Disable https warnings

Permabanned
Joined
28 Dec 2009
Posts
13,052
Location
london
Does anyone know how to disable browser warnings for self signed ssl certificates? I can find some information about it for IE. But none for opera or firefox.

There must be a way to prevent the browser from asking for confirmation when accepting self signed certificates. Anyone know?
 
for firefox, go to the self signed site, view the certificate and install it, that should stop any subsequent warnings
 
Accepting the cert and installing it are different things though.

You need to add the cert to the browsers certificate list so it knows to trust it.

Not used Opera so don't know the process there I'm afraid.
 
When you go to paypal a cert isn't automatically installed. Your computer comes with pre-installed root certs for the issuing authorities to which the paypal cert is compared against for validation.

Automatically accepting/installing all self signed certs is incredibly stupid.
 
It's not that the cert is automatically installed when you browse paypal, it's that the issuing CA of that certificate is already trusted in your browser.
 
When you go to paypal a cert isn't automatically installed. Your computer comes with pre-installed root certs for the issuing authorities to which the paypal cert is compared against for validation.

Automatically accepting/installing all self signed certs is incredibly stupid.

Why is it stupid?

Please explain to me why I should not trust ssl certificates that are not signed by certificate authorities but are from websites that i trust?

From what i understand, the worse that can happen is that i accepted a certificate that is not signed and has been compromised and allows a MITM attack possibility to decrypt packets.

What are the other risks ?

It seems non nonsensical to prompt me "are you sure you want to accept", I always click accept anyway, seems like a total waste of time to have to click accept every time.
 
Why even bother using SSL then in that case?

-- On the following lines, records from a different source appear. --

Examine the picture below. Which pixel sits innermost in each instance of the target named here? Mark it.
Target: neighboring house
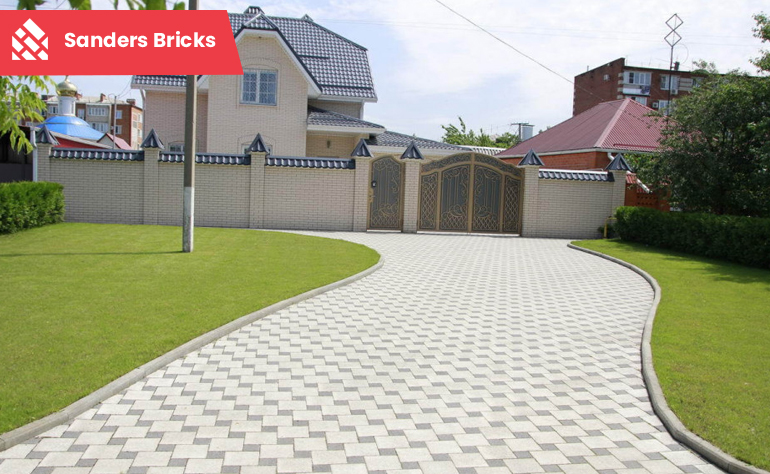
(653, 87)
(304, 89)
(102, 114)
(588, 141)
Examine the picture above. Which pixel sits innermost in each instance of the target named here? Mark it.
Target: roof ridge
(325, 29)
(318, 109)
(611, 124)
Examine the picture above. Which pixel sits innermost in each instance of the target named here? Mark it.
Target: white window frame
(637, 77)
(257, 73)
(103, 127)
(96, 111)
(664, 106)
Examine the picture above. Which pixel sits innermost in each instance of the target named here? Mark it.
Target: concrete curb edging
(30, 430)
(674, 426)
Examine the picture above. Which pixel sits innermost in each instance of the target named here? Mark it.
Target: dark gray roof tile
(43, 135)
(618, 163)
(531, 159)
(412, 152)
(338, 66)
(208, 158)
(98, 154)
(394, 139)
(152, 141)
(301, 162)
(362, 150)
(316, 116)
(258, 145)
(571, 175)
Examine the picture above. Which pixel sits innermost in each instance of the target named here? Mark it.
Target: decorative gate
(471, 192)
(386, 194)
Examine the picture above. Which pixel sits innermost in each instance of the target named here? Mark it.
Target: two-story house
(303, 89)
(616, 80)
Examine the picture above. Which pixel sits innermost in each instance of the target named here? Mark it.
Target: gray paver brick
(461, 354)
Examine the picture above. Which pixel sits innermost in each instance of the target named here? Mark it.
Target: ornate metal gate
(386, 194)
(471, 192)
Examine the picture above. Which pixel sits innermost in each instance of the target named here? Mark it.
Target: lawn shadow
(716, 269)
(61, 254)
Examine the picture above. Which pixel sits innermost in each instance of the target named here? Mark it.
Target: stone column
(411, 195)
(44, 161)
(618, 189)
(44, 142)
(361, 189)
(257, 190)
(151, 146)
(531, 164)
(151, 185)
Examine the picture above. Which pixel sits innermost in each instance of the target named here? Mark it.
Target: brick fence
(255, 190)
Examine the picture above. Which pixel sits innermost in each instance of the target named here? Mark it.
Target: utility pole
(191, 111)
(672, 38)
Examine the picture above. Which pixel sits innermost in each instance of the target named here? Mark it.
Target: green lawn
(710, 345)
(82, 304)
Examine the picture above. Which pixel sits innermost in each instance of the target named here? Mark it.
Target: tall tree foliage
(462, 136)
(716, 146)
(19, 99)
(20, 103)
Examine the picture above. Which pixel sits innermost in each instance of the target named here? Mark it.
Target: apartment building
(652, 87)
(103, 113)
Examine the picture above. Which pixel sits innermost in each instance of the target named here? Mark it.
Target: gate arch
(386, 194)
(471, 192)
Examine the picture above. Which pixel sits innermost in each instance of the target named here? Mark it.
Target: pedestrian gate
(386, 194)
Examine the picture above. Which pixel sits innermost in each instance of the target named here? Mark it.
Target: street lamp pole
(188, 218)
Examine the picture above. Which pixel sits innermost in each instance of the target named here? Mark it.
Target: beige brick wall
(333, 146)
(101, 191)
(165, 111)
(221, 195)
(233, 125)
(308, 199)
(354, 109)
(571, 209)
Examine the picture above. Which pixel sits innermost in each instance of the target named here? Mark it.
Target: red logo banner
(118, 42)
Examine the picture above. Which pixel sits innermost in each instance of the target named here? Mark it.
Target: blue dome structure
(72, 126)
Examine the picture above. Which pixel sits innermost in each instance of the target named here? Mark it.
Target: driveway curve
(467, 354)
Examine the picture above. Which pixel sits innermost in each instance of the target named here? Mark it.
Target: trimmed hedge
(744, 240)
(25, 204)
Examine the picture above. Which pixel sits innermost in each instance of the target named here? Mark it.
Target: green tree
(716, 147)
(462, 136)
(21, 103)
(19, 99)
(762, 31)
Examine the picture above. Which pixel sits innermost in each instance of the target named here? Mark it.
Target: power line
(505, 43)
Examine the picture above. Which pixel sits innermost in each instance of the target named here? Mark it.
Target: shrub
(744, 240)
(25, 204)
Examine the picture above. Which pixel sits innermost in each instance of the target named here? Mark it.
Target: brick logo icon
(30, 43)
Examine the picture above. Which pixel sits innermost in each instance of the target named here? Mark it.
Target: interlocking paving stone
(468, 354)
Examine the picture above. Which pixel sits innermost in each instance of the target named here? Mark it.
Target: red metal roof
(622, 125)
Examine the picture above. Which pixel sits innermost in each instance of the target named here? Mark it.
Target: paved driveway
(465, 354)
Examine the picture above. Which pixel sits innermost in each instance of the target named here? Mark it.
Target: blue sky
(430, 66)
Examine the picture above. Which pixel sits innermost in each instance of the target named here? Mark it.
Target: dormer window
(259, 87)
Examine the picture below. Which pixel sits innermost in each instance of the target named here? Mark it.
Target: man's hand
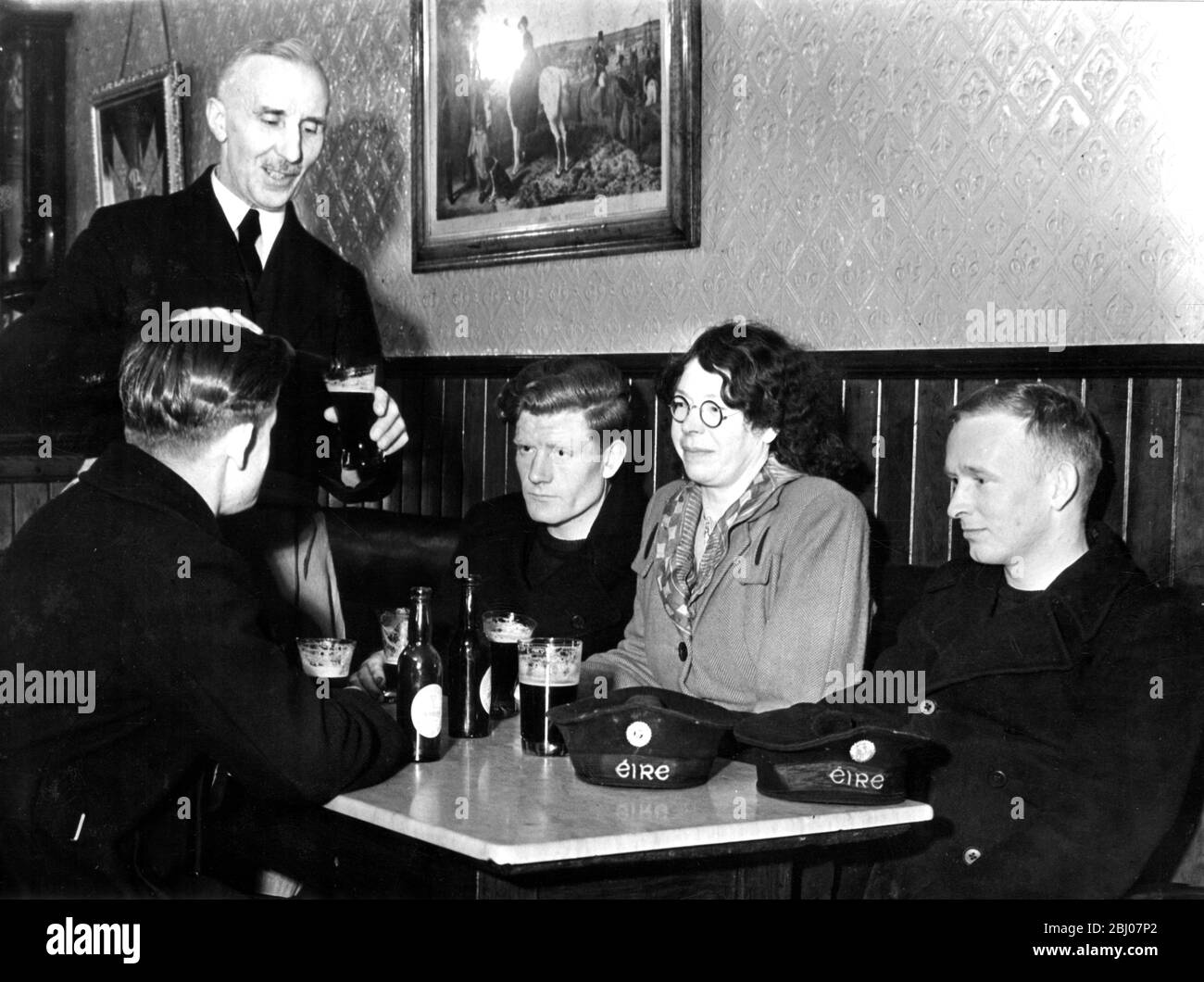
(371, 674)
(388, 432)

That's what it's designed for.

Either add trusted self signed certs to your browsers store on an individual basis or use plain HTTP.
 
Why is it stupid?

Please explain to me why I should not trust ssl certificates that are not signed by certificate authorities but are from websites that i trust?

From what i understand, the worse that can happen is that i accepted a certificate that is not signed and has been compromised and allows a MITM attack possibility to decrypt packets.

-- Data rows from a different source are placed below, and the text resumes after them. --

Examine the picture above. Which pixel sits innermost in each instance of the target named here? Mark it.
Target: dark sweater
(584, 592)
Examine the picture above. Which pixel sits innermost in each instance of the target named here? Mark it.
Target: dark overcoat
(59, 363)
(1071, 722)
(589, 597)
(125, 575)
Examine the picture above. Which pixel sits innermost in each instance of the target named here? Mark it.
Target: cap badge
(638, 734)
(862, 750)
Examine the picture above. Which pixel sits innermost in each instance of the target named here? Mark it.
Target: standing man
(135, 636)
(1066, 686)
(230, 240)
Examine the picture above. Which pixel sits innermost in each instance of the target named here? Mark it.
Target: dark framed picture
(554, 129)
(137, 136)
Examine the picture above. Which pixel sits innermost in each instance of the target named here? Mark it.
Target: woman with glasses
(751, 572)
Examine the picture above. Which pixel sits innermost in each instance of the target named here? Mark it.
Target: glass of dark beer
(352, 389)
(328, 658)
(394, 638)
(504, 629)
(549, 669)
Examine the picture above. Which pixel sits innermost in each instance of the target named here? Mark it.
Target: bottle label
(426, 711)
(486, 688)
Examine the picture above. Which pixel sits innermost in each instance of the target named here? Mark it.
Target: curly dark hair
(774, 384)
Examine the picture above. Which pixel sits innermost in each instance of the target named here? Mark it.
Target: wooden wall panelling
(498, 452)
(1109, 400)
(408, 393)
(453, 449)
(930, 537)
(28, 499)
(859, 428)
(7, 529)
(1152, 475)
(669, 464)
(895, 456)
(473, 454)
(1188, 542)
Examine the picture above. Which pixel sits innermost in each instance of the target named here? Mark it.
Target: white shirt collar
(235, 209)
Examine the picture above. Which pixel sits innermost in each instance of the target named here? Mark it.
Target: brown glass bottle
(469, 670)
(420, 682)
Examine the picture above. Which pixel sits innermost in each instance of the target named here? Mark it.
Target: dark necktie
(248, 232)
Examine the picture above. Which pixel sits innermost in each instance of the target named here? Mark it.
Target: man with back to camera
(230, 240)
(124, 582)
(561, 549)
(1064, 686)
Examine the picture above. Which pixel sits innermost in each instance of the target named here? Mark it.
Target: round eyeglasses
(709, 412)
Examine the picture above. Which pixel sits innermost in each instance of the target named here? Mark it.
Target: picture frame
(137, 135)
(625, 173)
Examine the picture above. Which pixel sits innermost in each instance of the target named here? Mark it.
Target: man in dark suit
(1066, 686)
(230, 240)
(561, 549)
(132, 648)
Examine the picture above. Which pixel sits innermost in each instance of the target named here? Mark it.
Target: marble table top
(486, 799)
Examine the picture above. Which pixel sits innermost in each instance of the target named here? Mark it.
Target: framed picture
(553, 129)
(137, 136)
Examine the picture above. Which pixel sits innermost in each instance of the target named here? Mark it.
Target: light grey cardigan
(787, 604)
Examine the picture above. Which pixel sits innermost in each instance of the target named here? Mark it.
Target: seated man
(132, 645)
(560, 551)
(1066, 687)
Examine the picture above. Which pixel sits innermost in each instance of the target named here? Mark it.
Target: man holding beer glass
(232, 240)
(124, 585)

What are the other risks ?

It seems non nonsensical to prompt me "are you sure you want to accept", I always click accept anyway, seems like a total waste of time to have to click accept every time.

Have you not seen the news recently!
 
Hypothetical for you, Green.

You're browsing around one day when you decide to log in to your online banking and Paypal accounts, unbeknownst to you, there's been an XSS vulnerability found on both of them, and your sign in details are actually going to a server in russia.

Of course, because you don't blindly accept SSL certificates, the self signed cert on the russian site, which has the right domain name (because you can give a self signed certificate can have whatever domain you want) still fires up a warning about the certificate being untrusted.

Wondering why the bank website or paypal website is suddenly saying it's using an untrusted certificate, you don't enter your details.


Of course, you could auto accept them, never see a warning and give the russian mob your bank and paypal details.

XSS (cross-site scripting) vulnerabilities are one of the bigger risks out there, also one of the more common.